I consider the heat equation : $$\frac{\partial f}{\partial t}(t,x) = \frac{\partial^2f}{\partial x^2}(t,x)$$ on ${\Bbb R}_+^* \times [0,1]$.
One can proove that the explicit Euler scheme is stable iff $\frac{\tau}{\delta^2} \le \frac{1}{2}$ with $\tau =$ time step and $\delta=$ spatial step.
We can modelize the heat equation by the deplacement of a particule on ${\Bbb Z}$.
Let $(X_n)_{n\ge 1}$ random variables with $P(X_n=-1)=1/2$ and $P(X_n=1)=1/2$.
Define $S_n = \sum_{k=1}^nX_k$.
$\delta S_n$ is the position of the particule after time $n\tau$.
Let $p_{n}(k) = P(S_n=k)$.
We can proove $$\frac{p_{n+1}(k)-p_n(k)}{\tau} = \frac{\delta^2}{2\tau}\frac{p_{n}(k+1)-2p_n(k)+p_n(k-1)}{\delta^2}$$
(We recognize the Euler explicit scheme)
Question : what does the stability condition ($\frac{\tau}{\delta^2} \le \frac{1}{2}$) mean in the context of the random walk ?
I don't know how your equation relates to probability but when you use the mesh the parameter $s$ you get
$$ s =\frac{k \Delta t}{(\Delta x)^{2}} \tag{1}$$
is the same parameter you are talking about. Now if you use matrix notation when you solve this, you end up with a tridiagonal matrix.
$$ A = \begin{bmatrix} 1-2s & s & 0 & 0 & 0 & 0 & 0 \\ s & 1-2s & s & 0 & 0 & 0 & 0 \\ 0 & s & 1-2s & 0 & 0 & 0 & 0 \\ 0 & 0 & \cdots & \cdots & \cdots & 0 & 0 \\ 0 & 0 & 0 & s & 1-2s & s & 0 \\ 0 & 0 & 0 & 0 & 0 & s & 1-2s \\\end{bmatrix} \tag{2}$$
which you can write like this
$$ u^{m+1} = Au^{m} \\ u^{1} = Au^{0} \\ u^{2} = Au^{1} = A^{2}u^{0} \tag{3} $$
right then you can work out this
$$ u^{m} = \sum_{n=1}^{N-1} c_{n}^{0} (\mu_{n})^{m} \xi_{n} \tag{4} $$
then the change of the solution depends on $\mu_{n}$
$$ (\mu_{n})^{m} =\begin{align}\begin{cases} \textrm{ explosive growth } & \mu_{n} > 1 \\ \textrm{ exponential decay } & 0 < \mu_{n} < 1 \\ \textrm{ convergent oscillation } &-1 < \mu_{n} < 0 \\ \textrm{divergent oscillation } & \mu_{n} < -1 \end{cases} \end{align} \tag{5}$$
where $m = \frac{t}{\Delta t}$
So this is unstable if $\mu_{n} > 1 $ or $\mu_{n} < -1$ going further.
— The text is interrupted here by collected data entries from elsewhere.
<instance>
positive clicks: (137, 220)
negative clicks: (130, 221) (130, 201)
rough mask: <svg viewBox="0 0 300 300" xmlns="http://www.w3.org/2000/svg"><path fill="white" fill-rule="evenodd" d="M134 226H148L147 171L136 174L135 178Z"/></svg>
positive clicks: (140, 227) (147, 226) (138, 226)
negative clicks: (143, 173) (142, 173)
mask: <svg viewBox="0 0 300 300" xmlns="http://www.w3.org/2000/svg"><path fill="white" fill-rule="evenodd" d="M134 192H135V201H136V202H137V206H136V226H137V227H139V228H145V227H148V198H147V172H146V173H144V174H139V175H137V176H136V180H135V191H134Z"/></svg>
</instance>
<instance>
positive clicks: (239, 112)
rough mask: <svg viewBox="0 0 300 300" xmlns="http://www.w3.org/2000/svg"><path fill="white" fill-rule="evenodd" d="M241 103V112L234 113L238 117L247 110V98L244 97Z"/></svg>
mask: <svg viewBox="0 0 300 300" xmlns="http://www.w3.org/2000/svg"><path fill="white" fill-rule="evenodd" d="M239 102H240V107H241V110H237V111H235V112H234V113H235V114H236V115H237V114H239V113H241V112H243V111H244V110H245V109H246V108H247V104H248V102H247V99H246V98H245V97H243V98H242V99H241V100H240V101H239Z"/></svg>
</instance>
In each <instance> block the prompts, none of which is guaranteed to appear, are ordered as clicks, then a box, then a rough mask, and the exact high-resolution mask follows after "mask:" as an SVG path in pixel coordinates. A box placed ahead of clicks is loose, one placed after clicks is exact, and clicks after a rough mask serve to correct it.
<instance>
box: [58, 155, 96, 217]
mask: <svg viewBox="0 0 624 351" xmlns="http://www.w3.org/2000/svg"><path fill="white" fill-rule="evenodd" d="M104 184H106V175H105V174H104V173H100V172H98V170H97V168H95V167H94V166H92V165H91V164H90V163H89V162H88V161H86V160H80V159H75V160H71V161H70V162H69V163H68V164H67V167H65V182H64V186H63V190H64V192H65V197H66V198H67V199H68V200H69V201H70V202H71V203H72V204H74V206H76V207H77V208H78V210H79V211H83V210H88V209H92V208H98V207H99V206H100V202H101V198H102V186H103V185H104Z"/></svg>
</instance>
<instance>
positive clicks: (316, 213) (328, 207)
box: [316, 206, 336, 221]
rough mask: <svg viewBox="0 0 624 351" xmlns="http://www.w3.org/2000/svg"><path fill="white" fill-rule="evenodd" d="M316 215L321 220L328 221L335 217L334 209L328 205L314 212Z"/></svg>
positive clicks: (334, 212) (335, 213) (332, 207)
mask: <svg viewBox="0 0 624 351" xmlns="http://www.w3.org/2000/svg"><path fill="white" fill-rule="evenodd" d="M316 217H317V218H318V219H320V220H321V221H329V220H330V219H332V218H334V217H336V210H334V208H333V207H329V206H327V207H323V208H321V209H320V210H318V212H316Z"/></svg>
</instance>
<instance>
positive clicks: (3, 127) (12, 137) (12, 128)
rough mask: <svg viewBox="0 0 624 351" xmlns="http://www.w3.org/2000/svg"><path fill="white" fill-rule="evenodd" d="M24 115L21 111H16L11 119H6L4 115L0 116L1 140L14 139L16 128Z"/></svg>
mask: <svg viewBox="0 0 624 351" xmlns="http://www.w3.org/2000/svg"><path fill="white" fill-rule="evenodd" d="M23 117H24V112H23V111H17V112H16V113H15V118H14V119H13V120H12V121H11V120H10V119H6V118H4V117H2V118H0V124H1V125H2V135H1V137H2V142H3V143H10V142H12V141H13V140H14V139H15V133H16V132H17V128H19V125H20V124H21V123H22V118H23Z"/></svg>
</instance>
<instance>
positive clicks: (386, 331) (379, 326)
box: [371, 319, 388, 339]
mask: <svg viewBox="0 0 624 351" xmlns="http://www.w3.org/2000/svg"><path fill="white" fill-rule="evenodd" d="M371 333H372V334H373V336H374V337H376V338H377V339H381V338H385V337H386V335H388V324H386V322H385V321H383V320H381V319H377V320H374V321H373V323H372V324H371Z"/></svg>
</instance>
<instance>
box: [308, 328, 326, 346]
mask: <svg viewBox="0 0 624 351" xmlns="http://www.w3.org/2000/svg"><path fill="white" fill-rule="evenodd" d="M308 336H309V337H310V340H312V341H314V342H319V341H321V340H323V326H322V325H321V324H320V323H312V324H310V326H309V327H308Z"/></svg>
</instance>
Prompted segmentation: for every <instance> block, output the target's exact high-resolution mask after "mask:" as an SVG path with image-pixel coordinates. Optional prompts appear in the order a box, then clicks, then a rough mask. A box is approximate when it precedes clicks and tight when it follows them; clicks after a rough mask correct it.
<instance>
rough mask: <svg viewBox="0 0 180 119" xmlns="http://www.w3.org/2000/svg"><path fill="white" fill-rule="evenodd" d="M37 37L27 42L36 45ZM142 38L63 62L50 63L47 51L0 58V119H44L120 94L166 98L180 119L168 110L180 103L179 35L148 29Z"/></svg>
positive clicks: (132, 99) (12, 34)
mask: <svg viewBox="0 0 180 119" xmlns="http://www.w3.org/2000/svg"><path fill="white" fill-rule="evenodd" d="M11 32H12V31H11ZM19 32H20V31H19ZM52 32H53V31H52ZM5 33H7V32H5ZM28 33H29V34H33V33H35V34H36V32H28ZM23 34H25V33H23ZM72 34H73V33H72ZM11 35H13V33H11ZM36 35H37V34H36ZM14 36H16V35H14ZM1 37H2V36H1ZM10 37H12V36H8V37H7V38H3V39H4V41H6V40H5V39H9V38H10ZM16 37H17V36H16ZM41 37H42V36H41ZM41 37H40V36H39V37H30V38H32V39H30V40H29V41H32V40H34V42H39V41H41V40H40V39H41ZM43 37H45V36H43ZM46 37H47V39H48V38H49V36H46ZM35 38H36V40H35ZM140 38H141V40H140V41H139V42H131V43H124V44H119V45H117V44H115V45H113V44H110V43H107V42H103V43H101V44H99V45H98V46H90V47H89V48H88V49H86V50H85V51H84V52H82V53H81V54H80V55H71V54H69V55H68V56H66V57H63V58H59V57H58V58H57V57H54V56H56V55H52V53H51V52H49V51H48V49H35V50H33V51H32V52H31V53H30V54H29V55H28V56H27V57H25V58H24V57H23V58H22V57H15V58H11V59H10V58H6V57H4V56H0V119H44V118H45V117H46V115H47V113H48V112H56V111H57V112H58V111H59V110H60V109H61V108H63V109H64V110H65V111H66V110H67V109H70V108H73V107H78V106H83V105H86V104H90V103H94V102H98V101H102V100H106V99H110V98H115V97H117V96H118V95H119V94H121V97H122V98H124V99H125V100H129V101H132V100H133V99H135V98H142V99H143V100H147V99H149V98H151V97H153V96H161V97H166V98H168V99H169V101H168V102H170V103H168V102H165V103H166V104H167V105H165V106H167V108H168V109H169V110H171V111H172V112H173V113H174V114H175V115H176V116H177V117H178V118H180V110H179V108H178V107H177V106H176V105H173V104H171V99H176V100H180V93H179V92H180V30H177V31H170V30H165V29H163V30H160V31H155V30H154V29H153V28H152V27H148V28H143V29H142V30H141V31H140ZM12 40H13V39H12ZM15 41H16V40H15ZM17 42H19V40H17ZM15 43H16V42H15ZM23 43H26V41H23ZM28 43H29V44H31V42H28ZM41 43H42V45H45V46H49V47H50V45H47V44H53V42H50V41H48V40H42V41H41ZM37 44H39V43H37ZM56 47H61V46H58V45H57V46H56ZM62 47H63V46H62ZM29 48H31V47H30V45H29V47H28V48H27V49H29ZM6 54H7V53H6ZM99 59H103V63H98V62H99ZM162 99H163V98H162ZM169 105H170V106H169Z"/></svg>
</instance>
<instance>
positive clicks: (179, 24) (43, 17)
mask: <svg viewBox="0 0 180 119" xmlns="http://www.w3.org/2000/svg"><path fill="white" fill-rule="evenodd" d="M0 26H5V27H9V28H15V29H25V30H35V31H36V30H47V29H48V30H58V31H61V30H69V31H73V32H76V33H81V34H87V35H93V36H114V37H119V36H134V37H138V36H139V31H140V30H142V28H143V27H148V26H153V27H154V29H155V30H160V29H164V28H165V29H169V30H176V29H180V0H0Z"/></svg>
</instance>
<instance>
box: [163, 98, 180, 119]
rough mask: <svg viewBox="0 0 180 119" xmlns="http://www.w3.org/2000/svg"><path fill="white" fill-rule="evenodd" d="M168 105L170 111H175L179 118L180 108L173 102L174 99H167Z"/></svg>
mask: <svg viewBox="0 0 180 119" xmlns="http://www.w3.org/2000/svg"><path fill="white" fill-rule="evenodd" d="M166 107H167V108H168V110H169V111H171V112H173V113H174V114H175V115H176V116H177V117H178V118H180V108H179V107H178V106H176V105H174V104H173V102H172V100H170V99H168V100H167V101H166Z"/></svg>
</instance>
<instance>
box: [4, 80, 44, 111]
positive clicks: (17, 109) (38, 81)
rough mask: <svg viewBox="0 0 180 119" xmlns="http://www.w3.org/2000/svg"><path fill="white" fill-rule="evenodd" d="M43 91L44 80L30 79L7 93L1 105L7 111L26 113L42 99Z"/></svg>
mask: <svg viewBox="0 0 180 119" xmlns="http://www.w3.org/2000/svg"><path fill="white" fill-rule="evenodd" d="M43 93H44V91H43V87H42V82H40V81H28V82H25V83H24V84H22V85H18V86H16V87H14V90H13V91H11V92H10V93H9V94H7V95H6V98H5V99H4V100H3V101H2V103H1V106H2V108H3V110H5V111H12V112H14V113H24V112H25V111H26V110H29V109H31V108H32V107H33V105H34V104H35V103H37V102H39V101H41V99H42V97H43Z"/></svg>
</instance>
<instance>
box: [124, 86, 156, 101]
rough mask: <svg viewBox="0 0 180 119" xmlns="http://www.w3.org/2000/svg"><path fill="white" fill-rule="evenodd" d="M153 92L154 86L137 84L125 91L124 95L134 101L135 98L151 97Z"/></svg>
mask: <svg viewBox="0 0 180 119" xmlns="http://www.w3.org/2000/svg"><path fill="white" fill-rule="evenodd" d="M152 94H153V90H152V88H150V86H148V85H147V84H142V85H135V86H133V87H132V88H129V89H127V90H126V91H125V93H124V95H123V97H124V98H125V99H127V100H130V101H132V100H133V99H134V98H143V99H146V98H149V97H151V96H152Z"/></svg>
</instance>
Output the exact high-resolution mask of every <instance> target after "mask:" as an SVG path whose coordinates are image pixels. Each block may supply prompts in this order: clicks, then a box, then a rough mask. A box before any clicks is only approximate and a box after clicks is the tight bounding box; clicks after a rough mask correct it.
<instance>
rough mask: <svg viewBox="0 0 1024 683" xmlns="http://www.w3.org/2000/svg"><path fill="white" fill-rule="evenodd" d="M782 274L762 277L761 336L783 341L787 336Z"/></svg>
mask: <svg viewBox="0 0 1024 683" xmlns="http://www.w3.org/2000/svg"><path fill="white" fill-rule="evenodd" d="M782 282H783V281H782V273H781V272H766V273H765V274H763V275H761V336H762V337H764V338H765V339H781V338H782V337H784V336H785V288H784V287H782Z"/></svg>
$$ A \xi = \mu \xi \tag{6} $$
$$ s \xi_{j+1} + (1-2s)\xi_{j} + s\xi_{j-1} = \mu\xi_{j} \tag{7} $$
$$ \xi_{j+1} + \xi_{j-1} = \bigg( \frac{\mu+2s -1}{s}\bigg)\xi_{j} \tag{8} $$
We then see the eigenvalues $\mu$ of $A$ are the eigenvalues $\lambda$ obtained from the following equation
$$ \mu = 1-2s(1-\cos(\alpha \Delta x)) \tag{9} $$
where $\alpha = \frac{n\pi}{L}$
This is Gerschgorins circle theorem
$$| \mu - a_{ii} |\leq \sum_{j=1}^{N-1} |a_{ij} | \tag{10}$$
$$ | \mu -(1-2s) | < 2s \tag{11} $$
then the eigenvalues lie in the resulting region
$$ 1-4s \leq \mu \leq 1 \tag{12} $$
which gives stability when
$$ -1 \leq \mu \leq 1 \tag{13} $$
but this is only stable if $s \leq \frac{1}{2}$. If $s >\frac{1}{2}$ it doesn't imply it is unstable.